Evenamide

Clinical data
- Other names: NW-3509; NW-3509A
- Routes of administration: oral
- ATC code: None;

Identifiers
- IUPAC name 2-[2-(3-butoxyphenyl)ethylamino]-N,N-dimethylacetamide;
- CAS Number: 1092977-61-1;
- PubChem CID: 25105689;
- ChemSpider: 44208827;
- UNII: ON5S6N53JS;
- CompTox Dashboard (EPA): DTXSID101032897 ;

Chemical and physical data
- Formula: C_{16}H_{26}N_{2}O_{2}
- Molar mass: 278.396 g·mol^{−1}
- 3D model (JSmol): Interactive image;
- SMILES CCCCOc1cccc(CCNCC(=O)N(C)C)c1;
- InChI InChI=1S/C16H26N2O2/c1-4-5-11-20-15-8-6-7-14(12-15)9-10-17-13-16(19)18(2)3/h6-8,12,17H,4-5,9-11,13H2,1-3H3; Key:GRHBODILPPXVKN-UHFFFAOYSA-N;

= Evenamide =

Investigational antipsychotic drug

Evenamide (INN) (developmental code names NW-3509, NW-3509A) is a selective voltage-gated sodium channel blocker, including (and not limited to) subtypes Na_{v}1.3, Na_{v}1.7, and Na_{v}1.8, which is described as an antipsychotic and is under development by Newron Pharmaceuticals as an add-on therapy for the treatment of schizophrenia. The drug has shown efficacy in animal models of psychosis, mania, depression, and aggression.

The drug was discovered by Newron Pharmaceuticals SpA, a pharmaceutical company located in Italy. Enigma TRS -1 and -2 Phase 3 trials were announced in late 2025.
== Clinical studies ==

In a randomized study with treatment-resistant schizophrenia patients, evenamide was added to the treatment regimen, with the psychological assessors being blinded to whether evenamide was taken. 70% of the participants reported a significant lowering of their impairments; and in 25%, schizophrenia went in full remission. A full double-blind phase III study with treatment-resistant schizophrenia patients is in preparation as of January 2023.

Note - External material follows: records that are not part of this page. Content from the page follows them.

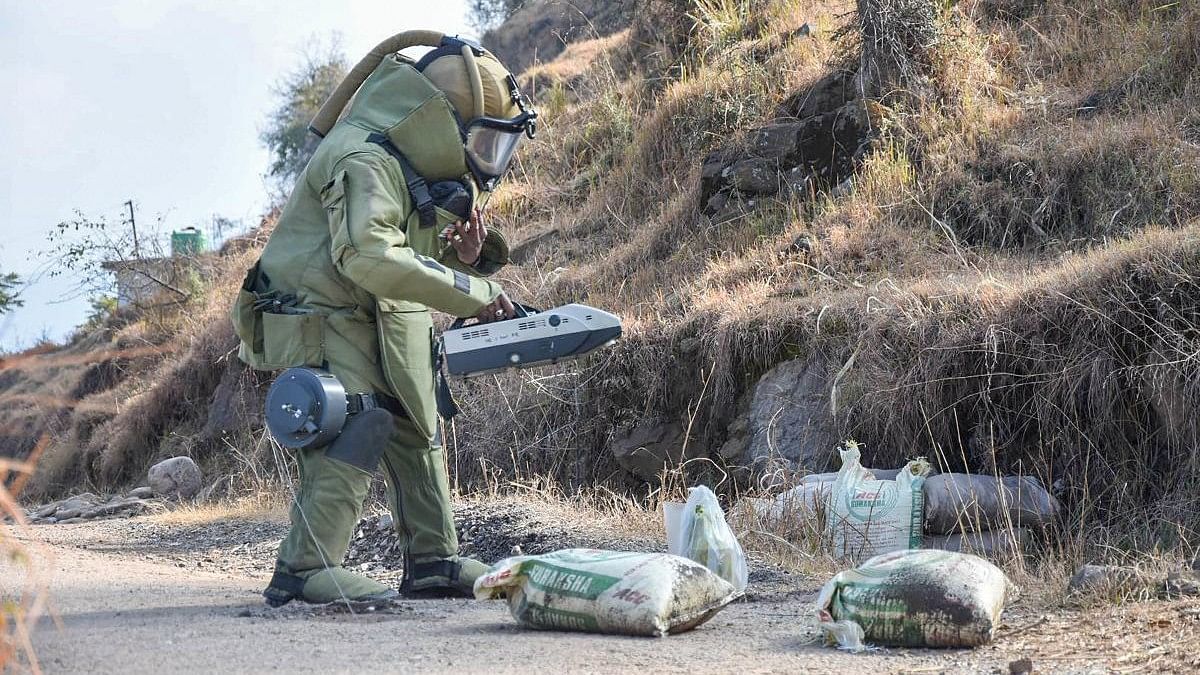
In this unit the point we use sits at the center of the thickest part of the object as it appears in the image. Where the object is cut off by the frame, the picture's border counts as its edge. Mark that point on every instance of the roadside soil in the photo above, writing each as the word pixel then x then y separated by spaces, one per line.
pixel 179 593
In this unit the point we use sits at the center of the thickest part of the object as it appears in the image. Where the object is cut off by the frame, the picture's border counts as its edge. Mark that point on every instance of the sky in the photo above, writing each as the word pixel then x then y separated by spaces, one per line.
pixel 156 101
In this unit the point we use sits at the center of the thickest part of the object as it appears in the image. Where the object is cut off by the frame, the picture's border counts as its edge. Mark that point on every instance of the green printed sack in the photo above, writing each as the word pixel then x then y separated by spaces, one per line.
pixel 913 598
pixel 601 591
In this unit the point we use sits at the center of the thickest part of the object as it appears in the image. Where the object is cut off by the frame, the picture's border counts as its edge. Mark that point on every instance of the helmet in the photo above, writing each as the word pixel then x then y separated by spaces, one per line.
pixel 492 112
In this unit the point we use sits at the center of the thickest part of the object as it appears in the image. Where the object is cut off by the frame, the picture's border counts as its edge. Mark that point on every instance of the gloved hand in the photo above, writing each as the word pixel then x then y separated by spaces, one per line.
pixel 497 310
pixel 467 238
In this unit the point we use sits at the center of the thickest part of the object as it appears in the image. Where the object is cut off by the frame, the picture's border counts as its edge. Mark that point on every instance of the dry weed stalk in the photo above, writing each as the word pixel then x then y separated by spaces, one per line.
pixel 19 608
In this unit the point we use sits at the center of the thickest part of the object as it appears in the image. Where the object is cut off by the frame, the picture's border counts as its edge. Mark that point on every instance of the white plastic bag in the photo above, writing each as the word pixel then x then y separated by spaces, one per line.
pixel 868 517
pixel 921 598
pixel 606 591
pixel 703 536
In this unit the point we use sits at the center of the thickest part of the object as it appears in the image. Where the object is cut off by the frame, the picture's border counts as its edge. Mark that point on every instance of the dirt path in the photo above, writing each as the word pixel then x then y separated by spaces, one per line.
pixel 131 603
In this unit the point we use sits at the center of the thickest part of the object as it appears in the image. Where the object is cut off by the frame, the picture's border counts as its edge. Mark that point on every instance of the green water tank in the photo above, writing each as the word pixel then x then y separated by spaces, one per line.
pixel 187 242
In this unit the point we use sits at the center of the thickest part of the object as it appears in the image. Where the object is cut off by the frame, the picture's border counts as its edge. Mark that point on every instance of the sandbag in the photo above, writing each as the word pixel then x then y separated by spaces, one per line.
pixel 913 598
pixel 868 517
pixel 708 539
pixel 877 473
pixel 600 591
pixel 967 502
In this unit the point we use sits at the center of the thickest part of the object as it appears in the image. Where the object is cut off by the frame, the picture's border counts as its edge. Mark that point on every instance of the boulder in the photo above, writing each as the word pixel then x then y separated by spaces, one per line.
pixel 175 478
pixel 646 449
pixel 753 175
pixel 785 420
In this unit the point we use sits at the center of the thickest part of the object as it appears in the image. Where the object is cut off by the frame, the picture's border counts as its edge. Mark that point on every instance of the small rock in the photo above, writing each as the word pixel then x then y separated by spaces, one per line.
pixel 177 478
pixel 142 493
pixel 1108 579
pixel 754 175
pixel 1182 584
pixel 802 244
pixel 647 449
pixel 689 345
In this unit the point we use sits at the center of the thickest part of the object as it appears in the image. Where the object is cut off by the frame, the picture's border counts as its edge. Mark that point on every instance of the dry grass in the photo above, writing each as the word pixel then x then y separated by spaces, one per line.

The 4 week placebo trial of 2021 to evaluate the safety, tolerability and preliminary evidence of efficacy of evenamide for people with chronic schizophrenia was selected to address patients who are receiving treatment at constant doses of one of the following atypical antipsychotics: aripiprazole, clozapine, quetiapine, olanzapine, paliperidone or risperidone.